Pay-per-mile insurance

22 September 2005

Norwhich Union black boxUK insurer Norwich Union is currently trialling what it calls “Pay As You Drive” insurance – drivers aged 18 to 23 can sign up for the pilot programme if they feel so inclined.
The company fits a GPS-based tracking device in the car and instead of paying a flat yearly premium for their insurance cover, customers are charged by the mile – with costs varying according to speed, location and time of day.
It all sounds very Big Brother, but then millions of consumers happily let supermarkets monitor what they eat through loyalty card schemes, so who knows? Maybe it will catch on. Unlike traditional insurance policies, Pay As You Drive lets customers cut their costs if they are having a bad month with their credit card or, alternatively, thrash through the town centre at 11.30pm if they’re feeling flush.

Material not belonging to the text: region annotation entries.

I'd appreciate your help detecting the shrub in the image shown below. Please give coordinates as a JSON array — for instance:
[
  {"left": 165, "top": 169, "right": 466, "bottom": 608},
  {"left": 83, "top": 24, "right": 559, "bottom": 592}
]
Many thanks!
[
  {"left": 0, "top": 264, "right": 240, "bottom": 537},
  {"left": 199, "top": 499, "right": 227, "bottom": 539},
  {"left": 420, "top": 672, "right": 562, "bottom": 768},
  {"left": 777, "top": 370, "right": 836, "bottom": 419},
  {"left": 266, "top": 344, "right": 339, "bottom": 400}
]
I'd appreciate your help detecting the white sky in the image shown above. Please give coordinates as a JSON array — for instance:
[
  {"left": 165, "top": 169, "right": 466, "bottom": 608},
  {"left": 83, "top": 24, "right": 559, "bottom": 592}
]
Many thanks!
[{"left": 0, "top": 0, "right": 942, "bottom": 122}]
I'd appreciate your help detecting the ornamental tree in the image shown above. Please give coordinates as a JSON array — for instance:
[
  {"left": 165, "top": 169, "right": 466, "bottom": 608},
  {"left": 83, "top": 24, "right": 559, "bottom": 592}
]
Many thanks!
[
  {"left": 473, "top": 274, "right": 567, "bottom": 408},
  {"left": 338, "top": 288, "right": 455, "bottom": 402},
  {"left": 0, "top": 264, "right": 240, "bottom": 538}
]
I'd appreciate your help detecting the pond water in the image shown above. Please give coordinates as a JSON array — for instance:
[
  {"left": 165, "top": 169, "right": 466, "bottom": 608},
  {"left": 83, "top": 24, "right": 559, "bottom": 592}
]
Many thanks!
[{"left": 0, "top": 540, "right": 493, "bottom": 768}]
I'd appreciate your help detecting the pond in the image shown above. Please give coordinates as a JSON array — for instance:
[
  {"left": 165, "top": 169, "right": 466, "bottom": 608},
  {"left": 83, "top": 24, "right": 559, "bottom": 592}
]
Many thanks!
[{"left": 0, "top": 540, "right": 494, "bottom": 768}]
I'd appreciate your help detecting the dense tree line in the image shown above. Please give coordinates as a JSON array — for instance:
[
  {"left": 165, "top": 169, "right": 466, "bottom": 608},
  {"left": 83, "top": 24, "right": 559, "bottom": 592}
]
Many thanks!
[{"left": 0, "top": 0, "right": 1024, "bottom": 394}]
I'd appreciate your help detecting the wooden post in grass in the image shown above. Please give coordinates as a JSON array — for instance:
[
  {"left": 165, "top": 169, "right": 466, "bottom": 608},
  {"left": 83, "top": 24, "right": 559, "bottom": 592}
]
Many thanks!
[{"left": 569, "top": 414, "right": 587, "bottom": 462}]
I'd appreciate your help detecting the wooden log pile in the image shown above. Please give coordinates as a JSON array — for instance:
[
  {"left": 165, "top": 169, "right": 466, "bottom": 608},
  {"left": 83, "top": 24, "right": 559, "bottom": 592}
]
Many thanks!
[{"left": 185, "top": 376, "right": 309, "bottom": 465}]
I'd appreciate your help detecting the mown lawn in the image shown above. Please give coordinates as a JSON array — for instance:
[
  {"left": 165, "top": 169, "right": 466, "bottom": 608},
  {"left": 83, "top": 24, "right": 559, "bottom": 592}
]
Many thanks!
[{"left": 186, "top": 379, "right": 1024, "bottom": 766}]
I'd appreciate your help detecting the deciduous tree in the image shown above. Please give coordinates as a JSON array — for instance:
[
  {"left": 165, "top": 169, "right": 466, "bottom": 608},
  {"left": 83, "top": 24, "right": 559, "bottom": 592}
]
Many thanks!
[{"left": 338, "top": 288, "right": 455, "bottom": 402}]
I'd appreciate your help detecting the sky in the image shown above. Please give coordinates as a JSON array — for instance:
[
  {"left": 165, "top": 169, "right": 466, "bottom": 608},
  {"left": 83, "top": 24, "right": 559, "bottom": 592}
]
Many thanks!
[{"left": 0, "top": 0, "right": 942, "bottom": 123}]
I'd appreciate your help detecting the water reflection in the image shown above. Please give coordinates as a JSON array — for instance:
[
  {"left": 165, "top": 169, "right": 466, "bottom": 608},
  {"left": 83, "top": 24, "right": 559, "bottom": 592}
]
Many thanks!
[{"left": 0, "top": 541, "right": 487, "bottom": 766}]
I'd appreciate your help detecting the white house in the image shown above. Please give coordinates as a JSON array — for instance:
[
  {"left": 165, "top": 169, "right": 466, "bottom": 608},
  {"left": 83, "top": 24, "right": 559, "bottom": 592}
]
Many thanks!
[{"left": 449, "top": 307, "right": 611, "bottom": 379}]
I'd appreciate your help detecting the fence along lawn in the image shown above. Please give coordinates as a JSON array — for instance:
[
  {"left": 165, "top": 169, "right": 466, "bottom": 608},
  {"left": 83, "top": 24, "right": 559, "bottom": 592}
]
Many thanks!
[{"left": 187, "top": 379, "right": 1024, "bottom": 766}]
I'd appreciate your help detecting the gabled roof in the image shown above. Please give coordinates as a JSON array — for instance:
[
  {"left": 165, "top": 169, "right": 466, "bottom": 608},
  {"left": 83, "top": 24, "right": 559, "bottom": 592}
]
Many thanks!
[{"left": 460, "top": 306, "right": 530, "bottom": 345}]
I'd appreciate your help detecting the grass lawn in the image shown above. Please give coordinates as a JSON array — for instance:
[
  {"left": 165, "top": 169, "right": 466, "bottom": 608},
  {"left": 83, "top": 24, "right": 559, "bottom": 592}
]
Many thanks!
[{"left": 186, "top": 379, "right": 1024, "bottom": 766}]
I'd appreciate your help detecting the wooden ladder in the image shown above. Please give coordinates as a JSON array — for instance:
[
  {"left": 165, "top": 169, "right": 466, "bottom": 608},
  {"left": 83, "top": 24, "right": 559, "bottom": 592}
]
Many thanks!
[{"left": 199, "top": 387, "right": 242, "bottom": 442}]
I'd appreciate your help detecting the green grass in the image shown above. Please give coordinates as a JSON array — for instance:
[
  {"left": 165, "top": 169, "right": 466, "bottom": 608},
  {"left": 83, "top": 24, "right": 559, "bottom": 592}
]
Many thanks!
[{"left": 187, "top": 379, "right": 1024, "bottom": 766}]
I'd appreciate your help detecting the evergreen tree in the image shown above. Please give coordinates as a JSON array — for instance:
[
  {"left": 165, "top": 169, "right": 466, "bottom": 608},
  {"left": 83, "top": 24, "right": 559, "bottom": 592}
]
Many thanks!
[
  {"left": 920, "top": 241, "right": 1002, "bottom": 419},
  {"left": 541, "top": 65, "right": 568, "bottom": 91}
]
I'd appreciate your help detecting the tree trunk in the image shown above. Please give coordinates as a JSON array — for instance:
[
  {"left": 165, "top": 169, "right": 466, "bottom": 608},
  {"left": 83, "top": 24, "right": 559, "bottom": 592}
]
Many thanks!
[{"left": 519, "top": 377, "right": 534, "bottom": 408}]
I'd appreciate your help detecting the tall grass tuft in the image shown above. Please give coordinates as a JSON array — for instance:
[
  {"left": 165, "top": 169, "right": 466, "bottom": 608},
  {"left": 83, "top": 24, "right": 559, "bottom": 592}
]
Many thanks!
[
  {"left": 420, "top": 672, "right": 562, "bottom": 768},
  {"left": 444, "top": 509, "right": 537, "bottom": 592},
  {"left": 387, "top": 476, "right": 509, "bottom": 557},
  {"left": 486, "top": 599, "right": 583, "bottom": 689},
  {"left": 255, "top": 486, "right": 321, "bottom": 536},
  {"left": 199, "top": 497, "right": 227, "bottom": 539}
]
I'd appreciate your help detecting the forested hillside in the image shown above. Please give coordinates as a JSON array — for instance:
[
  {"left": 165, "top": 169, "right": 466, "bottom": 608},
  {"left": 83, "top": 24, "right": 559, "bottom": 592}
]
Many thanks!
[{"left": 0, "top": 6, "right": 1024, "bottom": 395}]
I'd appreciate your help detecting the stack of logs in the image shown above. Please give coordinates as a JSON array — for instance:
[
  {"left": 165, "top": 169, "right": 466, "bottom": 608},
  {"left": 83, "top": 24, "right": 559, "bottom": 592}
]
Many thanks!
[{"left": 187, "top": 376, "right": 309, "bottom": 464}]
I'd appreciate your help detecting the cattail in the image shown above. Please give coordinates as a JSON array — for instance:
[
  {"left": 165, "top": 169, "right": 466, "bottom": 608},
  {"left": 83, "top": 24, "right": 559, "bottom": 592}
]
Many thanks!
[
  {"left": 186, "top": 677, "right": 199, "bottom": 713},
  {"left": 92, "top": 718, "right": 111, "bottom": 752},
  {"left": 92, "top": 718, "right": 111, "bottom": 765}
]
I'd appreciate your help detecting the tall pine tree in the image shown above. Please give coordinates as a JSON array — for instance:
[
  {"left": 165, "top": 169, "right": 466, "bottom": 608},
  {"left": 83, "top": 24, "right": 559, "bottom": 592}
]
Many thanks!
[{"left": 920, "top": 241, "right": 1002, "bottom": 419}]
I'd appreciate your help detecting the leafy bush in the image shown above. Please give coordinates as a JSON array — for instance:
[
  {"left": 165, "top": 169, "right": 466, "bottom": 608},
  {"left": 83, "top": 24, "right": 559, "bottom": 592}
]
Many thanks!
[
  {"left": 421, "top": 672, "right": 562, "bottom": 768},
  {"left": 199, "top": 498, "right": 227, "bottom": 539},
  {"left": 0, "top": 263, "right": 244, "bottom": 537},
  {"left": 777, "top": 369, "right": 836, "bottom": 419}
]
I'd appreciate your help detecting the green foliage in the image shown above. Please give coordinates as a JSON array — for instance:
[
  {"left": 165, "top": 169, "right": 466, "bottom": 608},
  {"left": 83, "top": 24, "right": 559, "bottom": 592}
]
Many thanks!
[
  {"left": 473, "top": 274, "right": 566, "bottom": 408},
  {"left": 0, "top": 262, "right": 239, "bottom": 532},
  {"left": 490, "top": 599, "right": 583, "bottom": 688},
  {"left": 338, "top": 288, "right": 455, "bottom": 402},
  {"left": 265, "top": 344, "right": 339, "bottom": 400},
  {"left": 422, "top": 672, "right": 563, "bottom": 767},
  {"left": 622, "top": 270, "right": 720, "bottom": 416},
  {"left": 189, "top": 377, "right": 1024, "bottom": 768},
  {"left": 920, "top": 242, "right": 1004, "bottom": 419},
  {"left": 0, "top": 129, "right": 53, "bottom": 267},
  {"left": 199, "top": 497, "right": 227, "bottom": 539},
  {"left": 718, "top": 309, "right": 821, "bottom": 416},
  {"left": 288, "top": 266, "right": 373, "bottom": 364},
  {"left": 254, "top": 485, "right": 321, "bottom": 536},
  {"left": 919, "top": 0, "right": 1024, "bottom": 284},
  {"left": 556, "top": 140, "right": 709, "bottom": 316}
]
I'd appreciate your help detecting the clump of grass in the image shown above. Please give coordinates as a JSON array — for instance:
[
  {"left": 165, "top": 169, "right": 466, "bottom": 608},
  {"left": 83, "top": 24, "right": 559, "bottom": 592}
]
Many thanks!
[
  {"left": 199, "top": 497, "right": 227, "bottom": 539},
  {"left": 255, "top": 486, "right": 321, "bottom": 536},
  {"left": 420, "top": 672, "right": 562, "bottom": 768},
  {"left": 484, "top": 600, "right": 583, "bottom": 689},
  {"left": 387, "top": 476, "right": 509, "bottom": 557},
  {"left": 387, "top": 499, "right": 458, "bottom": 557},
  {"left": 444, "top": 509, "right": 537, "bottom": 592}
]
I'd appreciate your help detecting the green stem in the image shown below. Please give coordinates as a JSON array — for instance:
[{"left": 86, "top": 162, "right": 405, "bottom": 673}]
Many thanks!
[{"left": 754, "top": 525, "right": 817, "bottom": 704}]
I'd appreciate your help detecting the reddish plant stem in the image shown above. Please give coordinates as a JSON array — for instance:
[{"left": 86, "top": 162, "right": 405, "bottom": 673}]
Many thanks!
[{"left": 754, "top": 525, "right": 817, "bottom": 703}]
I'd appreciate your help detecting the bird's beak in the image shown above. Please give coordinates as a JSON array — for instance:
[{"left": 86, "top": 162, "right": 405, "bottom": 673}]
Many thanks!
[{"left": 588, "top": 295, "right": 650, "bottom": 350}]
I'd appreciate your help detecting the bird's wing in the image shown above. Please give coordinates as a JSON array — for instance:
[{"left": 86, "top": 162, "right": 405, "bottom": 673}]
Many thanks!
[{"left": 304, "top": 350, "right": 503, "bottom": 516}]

At present the project is in the research and development phase, according to company spokesman Doug Vallgren. He expects to be ready for a UK roll-out in about 12 months’ time.
Norwich Union's parent company, Aviva, also owns Lex, the UK's biggest fleet leasing firm, so could presumably extend the same approach to that business - assessing the remaining worth, or lack of it, of a car under lease terms. Again, thrash the car, drive on rough roads, park near the coast and its salty breezes, and you may feel a pain directly in the wallet.